I want to buy a DINOSAURS WILL DIE board but i have never ridden one before. I am very good at spins and big air, but i am terrible at rails. I wanna know which board is right for me TEAM, KEENAN, or GENOVESE. The TEAM board is a soft flex board and the GENOVESE and KEENAN are medium flex. I really like a little shorter boards. I am 5'11" and ride a 155. That is what i should ride. but i like to ride 151 range. If anybody has a dinosaurs will die board, tell me how they like it and which one i should get. Thank you


-ASTROFACE


----------



## jmacphee9 (Nov 11, 2008)

everyone says get em but i have yet to see a review or actually see one. its hard to find any info on the tech, flex, feel, or anything..if someone could please throw in something that would be great


----------



## rgrwilco (Oct 15, 2007)

super hard to find. but super good boards.

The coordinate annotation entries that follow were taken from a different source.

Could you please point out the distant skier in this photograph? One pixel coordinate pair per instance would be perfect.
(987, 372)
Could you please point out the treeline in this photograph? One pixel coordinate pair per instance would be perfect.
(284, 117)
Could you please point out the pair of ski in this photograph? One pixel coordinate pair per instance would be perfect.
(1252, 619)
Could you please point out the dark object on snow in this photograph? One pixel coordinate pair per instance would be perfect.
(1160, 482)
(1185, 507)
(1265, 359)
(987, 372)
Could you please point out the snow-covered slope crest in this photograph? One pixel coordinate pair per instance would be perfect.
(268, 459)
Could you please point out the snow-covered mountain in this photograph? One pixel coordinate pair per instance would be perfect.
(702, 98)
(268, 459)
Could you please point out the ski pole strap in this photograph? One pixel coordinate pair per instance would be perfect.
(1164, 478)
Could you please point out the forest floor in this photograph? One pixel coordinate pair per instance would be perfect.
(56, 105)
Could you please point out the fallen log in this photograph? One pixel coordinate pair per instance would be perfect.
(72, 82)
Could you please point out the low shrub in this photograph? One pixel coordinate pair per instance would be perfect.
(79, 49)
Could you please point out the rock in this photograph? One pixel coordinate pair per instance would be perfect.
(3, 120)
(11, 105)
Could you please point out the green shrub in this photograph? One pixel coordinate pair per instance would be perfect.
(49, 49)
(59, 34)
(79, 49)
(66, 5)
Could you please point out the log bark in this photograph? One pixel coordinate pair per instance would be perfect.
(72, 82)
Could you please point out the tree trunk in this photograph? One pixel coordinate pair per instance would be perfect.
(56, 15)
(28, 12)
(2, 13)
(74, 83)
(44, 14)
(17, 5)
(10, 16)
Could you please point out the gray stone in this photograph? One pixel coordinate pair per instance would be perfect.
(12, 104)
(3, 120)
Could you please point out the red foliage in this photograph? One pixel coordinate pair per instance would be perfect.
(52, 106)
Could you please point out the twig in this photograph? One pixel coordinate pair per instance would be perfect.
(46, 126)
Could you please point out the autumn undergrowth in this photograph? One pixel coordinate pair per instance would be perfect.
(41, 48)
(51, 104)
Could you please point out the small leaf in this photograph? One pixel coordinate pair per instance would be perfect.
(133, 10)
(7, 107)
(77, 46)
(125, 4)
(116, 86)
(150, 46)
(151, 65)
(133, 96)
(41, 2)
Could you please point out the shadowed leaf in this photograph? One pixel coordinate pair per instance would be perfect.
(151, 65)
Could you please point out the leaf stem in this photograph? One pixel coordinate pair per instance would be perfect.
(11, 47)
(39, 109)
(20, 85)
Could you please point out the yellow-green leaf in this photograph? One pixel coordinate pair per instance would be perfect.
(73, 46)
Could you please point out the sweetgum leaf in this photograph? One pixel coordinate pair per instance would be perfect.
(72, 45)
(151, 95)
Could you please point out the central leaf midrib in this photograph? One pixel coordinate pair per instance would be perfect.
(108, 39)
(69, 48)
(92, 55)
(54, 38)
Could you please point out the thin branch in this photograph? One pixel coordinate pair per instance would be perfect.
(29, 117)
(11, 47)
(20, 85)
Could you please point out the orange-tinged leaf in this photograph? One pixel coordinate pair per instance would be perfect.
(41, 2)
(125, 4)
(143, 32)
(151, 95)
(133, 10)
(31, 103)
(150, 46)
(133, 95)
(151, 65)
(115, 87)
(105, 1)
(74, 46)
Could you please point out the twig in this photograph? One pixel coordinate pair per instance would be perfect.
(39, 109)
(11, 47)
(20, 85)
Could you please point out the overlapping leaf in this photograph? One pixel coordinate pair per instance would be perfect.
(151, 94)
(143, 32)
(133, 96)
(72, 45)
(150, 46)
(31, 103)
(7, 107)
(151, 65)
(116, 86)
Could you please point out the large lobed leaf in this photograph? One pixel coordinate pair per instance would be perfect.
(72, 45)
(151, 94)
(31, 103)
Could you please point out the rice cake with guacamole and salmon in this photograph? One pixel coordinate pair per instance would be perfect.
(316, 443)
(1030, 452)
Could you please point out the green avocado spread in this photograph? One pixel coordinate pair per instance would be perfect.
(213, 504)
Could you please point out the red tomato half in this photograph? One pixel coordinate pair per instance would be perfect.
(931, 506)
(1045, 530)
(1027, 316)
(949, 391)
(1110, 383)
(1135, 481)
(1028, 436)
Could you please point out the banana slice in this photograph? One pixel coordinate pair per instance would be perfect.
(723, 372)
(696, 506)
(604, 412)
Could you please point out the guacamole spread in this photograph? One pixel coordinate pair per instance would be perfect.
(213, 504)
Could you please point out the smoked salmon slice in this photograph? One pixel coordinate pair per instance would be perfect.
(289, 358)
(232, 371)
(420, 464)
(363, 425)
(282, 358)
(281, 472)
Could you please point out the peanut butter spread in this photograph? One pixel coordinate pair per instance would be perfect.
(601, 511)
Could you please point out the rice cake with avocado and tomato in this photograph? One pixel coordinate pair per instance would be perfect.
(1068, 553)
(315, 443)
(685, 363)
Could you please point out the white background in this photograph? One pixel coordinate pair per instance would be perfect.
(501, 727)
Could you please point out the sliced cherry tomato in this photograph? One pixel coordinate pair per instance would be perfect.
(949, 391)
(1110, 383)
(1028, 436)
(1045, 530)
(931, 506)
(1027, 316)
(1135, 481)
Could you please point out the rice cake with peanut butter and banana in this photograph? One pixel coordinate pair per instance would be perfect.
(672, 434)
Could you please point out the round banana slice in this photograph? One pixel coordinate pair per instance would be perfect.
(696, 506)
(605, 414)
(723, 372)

i rode the one a few seasons back that had a tranny on it. i forget what it was called but i loved it


----------



## Jenzo (Oct 14, 2008)

rgrwilco said:


> i rode the one a few seasons back that had a tranny on it. i forget what it was called but i loved it


This one? hehe

Dinosaurs Will Die 2008 Genovese Snowboard :: Xtreme Adrenaline Boardshop


----------



## Flick Montana (Jul 9, 2007)

Holy mother...

I think I'd avoid the board with the cross-dresser on it. That's a little too Jame Gumb for me...


----------



## Guest (Dec 30, 2008)

ok no more talk about last years genovese. more talk about the boards. i know its hard to find tech specks but i just wanna know which board i should get


----------



## legallyillegal (Oct 6, 2008)

Get the stiffer board if you do big air stuff.


----------



## Guest (Dec 30, 2008)

i would kill for this one just to hang on my wall...


----------



## Guest (Dec 30, 2008)

that's sick! 

I would kill for a board like that too :laugh:
(too bad it doesn't come in my size )

hopefully this helps: http://www.dinosaurswilldie.com/catalog/DWD2008pdfCATALOG.pdf


----------



## Triple8Sol (Nov 24, 2008)

My homie got last year's Team. He says it's the best board he's ever owned, including stuff like the Gnu Rider's Choice MTX, Skate Banana, Jamie Lynn, etc... I'm going to steal it for a day sometime this season and try it out. I'll be able to share my review afterwards.


----------



## Guest (Jan 4, 2009)

Thank you. 

-ASTROFACE.


----------



## nitroboarder22 (Apr 16, 2008)

i have never even heard of that brand 
i noticed that in the pictures on the side of the tail of the board its like indented is it just me or is that wierd


----------



## Triple8Sol (Nov 24, 2008)

nitroboarder22 said:


> i have never even heard of that brand
> i noticed that in the pictures on the side of the tail of the board its like indented is it just me or is that wierd


I think it's because those pics are drawn freehand. Part of the DWD "mystique" lol.


----------